Opinion
2014-00207
11-12-2015
Mark L. Lubelsky, New York, N.Y., for appellants. Lewisohn & Lewisohn, Lynbrook, N.Y. (Jeffrey L. Lewisohn of counsel), for respondents.
Mark L. Lubelsky, New York, N.Y., for appellants.
Lewisohn & Lewisohn, Lynbrook, N.Y. (Jeffrey L. Lewisohn of counsel), for respondents.
Opinion
In an action to recover damages for breach of contract, the plaintiffs appeal, as limited by their brief, from so much of an order of the Supreme Court, Nassau County (Sher, J.), entered September 26, 2013, as denied that branch of their motion which was for summary judgment, in effect, holding the defendant Robert Van Amerongen personally liable as a guarantor of the obligations of the defendant Priority Pediatrics, PLLC, under a judgment of the same court dated March 22, 2013.
ORDERED that the order is affirmed insofar as appealed from, with costs.
The plaintiffs commenced this action to recover damages for breach of contract after the defendant Priority Pediatrics, PLLC (hereinafter Priority Pediatrics), defaulted on its obligations under a lease. After the action was commenced, the plaintiffs and Priority Pediatrics entered into an agreement in which Priority Pediatrics, inter alia, conceded that it had “failed to pay installments of rent and other payments due under the Lease when due in the amount of $228,340.36 through January, 2013 and continuing.” The principal of Priority Pediatrics, the defendant Robert Van Amerongen, signed the agreement both as Priority Pediatrics' representative, and personally as guarantor of Priority Pediatrics' obligations under the agreement. The parties' attorneys subsequently executed a stipulation which incorporated the agreement by reference, and awarded the plaintiffs a judgment against Priority Pediatrics in the principal sum of $228,340.36. There was no mention of Van Amerongen in the stipulation, or in the judgment which was entered on the stipulation. The plaintiffs later moved for summary judgment, inter alia, in effect, holding Van Amerongen personally liable as a guarantor of the obligations of Priority Pediatrics under the judgment. The Supreme Court denied that branch of the motion, and the plaintiffs appeal.
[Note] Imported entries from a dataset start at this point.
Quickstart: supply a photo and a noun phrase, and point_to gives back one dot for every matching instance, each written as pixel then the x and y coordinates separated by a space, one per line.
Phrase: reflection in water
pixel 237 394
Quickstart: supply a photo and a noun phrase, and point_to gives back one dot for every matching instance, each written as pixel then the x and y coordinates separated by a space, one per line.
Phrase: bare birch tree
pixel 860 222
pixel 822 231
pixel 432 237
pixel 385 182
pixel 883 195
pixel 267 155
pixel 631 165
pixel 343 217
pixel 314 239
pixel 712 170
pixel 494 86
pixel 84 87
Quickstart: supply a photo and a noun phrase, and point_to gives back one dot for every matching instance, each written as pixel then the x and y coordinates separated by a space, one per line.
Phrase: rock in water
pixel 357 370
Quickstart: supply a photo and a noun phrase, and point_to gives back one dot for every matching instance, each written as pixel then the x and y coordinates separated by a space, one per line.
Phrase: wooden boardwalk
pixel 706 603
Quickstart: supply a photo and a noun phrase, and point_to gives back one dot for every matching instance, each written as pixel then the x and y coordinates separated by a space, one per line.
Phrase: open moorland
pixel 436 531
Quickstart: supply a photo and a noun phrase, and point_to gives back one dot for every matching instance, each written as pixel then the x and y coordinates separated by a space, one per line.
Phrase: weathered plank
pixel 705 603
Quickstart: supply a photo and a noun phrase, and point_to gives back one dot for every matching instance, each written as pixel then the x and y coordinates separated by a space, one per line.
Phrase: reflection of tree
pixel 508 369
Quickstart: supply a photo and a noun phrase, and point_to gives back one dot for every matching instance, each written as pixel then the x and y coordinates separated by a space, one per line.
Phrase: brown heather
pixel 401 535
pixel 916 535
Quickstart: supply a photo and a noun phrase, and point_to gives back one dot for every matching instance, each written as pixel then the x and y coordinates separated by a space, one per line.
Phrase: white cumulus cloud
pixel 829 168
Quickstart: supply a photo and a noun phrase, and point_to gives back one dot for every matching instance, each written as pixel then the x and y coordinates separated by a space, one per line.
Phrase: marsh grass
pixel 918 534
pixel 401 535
A guaranty must be construed “in the strictest manner” (White Rose Food v. Saleh, 99 N.Y.2d 589, 591, 758 N.Y.S.2d 253, 788 N.E.2d 602; see Wider Consol., Inc. v. Tony Melillo, LLC, 107 A.D.3d 883, 884, 968 N.Y.S.2d 521), “and a guarantor should not be found liable beyond the express terms of the guaranty” (Solco Plumbing Supply, Inc. v. Hart, 123 A.D.3d 798, 800, 999 N.Y.S.2d 126; see G3–Purves Street, LLC v. Thomson Purves, LLC, 101 A.D.3d 37, 40, 953 N.Y.S.2d 109). Here, construing the terms of the agreement strictly, alone and in conjunction with the subsequent stipulation, it cannot be said as a matter of law that the agreement was intended to hold Van Amerongen personally liable as a guarantor of the obligations of Priority Pediatrics under the judgment. Accordingly, the plaintiffs failed to meet their prima facie burden in support of that branch of their motion which was for summary judgment, in effect, holding Van Amerongen personally liable as a guarantor of the obligations of Priority Pediatrics under the judgment (see White Rose Food v. Saleh, 99 N.Y.2d at 591, 758 N.Y.S.2d 253, 788 N.E.2d 602; Wider Consol., Inc. v. Tony Melillo, LLC, 107 A.D.3d at 884, 968 N.Y.S.2d 521).
In light of the plaintiffs' failure to meet their prima facie burden, it is unnecessary to review the sufficiency of the defendants' opposing papers (see Winegrad v. New York Univ. Med. Ctr., 64 N.Y.2d 851, 853, 487 N.Y.S.2d 316, 476 N.E.2d 642).
Accordingly, the Supreme Court properly denied that branch of the plaintiffs' motion which was for summary judgment, in effect, holding Van Amerongen personally liable as a guarantor of the obligations of Priority Pediatrics under the judgment.